According to the FDIC, the performance of the state’s banks have come a long way in the past decade.
A decade after several major financial institutions collapsed in one of history’s worst banking crises, the industry appears to be in pretty good shape.
The Federal Deposit Insurance Corp. two weeks ago released third-quarter data for the industry showing aggregate earnings for all insured commercial banks and savings institutions were 29 percent higher than last year.
More than 70 percent of the 5,477 insured institutions nationwide increased earnings since last year’s third quarter and only 3.5 percent of them recorded a net loss.
The percentage of unprofitable banks and savings institutions in Florida was higher, at 8.47 percent, but 79.66 percent of Florida institutions increased earnings.
A comparison of Florida’s overall third-quarter performance with the state banking industry’s third-quarter 2008 performance shows just how far the industry has come in the past decade.
The percentage of unprofitable institutions in Florida was 54.02 percent in the third quarter of 2008 and the industry’s performance was even worse a year later, with 76.61 percent losing money in the third quarter of 2009.
Florida banks and savings institutions produced aggregate third-quarter earnings of $1.531 billion this year, compared with an aggregate loss of $1.074 billion 10 years ago and a loss of $1.699 billion in the third quarter of 2009.
The percentage of noncurrent loans to all loans was 2.66 percent for Florida institutions in this year’s third quarter.
Noncurrent loans are loans in which the borrower is at least 90 days overdue in payment or is not paying at all. The percentage of bad loans is a good indicator of the quality of a bank’s loan portfolio.
The ratio of noncurrent loans to total loans was 4.47 percent in the third quarter of 2008 and that jumped to 8.12 percent the next year.
Losses from bad loans sent numerous banks into failure during the crisis, and the FDIC data shows an upheaval in Florida’s financial industry over the past decade.
Florida had 118 FDIC-insured institutions at the end of the 2018 third quarter, down from 311 in the third quarter of 2008.
The number of employees at those institutions dropped from 31,590 a decade ago to 21,240 at the end of the third quarter.
Jacksonville was considered the banking capital of Florida for much of the 20th century but locally based banks have all but disappeared in the last decade.
FDIC data shows 20 banks headquartered in the Jacksonville metropolitan area at one time in the past decade.
But after a series of bank closures – and mergers of healthy banks into larger institutions – the Jacksonville area is down to two locally based institutions: Florida Capital Bank and TIAA.
TIAA was headquartered in St. Louis but merged with Jacksonville-based EverBank last year and moved the bank’s headquarters to EverBank’s offices.

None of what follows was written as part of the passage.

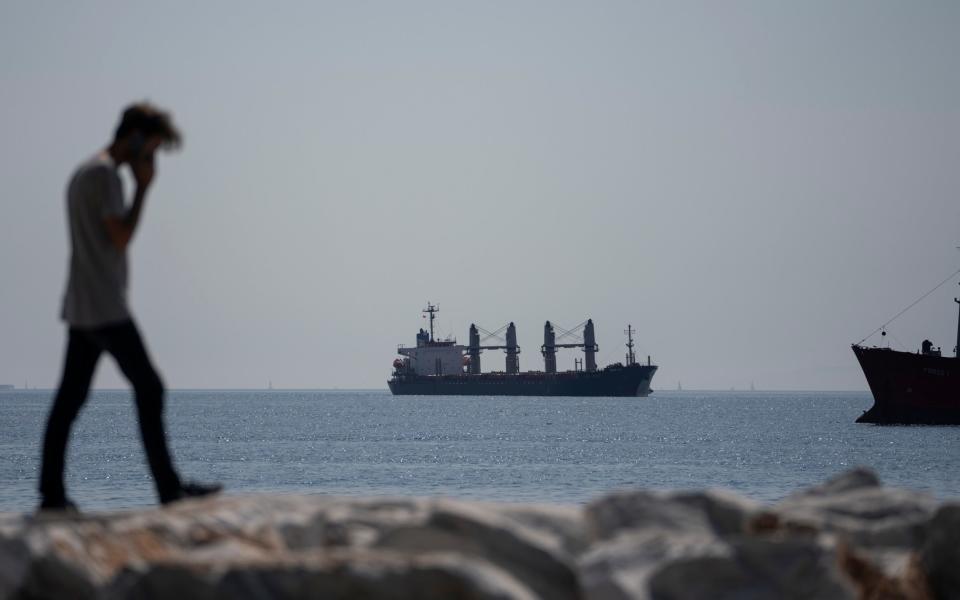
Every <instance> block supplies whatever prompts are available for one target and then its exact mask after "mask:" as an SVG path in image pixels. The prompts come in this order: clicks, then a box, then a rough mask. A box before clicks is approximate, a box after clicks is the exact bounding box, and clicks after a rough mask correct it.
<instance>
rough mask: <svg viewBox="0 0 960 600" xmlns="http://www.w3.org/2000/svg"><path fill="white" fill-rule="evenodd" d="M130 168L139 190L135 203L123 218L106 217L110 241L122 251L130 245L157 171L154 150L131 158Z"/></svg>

One other institution, Ameris Bank, has its executive offices in Jacksonville but its official headquarters is in Moultrie, Georgia.
The number of banks has dropped nationally over the past 10 years, but not as drastically as the drop in numbers in Florida. The current total of 5,477 FDIC-insured institutions is down from 8,384 in 2008.
As the agency released the latest data, FDIC Chairman Jelena McWilliams highlighted the industry’s improvement since the last recession.
“It is worth noting that the current economic expansion is the second-longest on record, and the nation’s banks are stronger as a result,” she said, according to an FDIC transcript of the agency’s press briefing on the data.
However, McWilliams warned banks to remain vigilant against interest-rate and credit risk as they compete for customers.
“Attention to the prudent management of these risks will position banks to be resilient so that they can sustain lending through the economic cycle,” she said.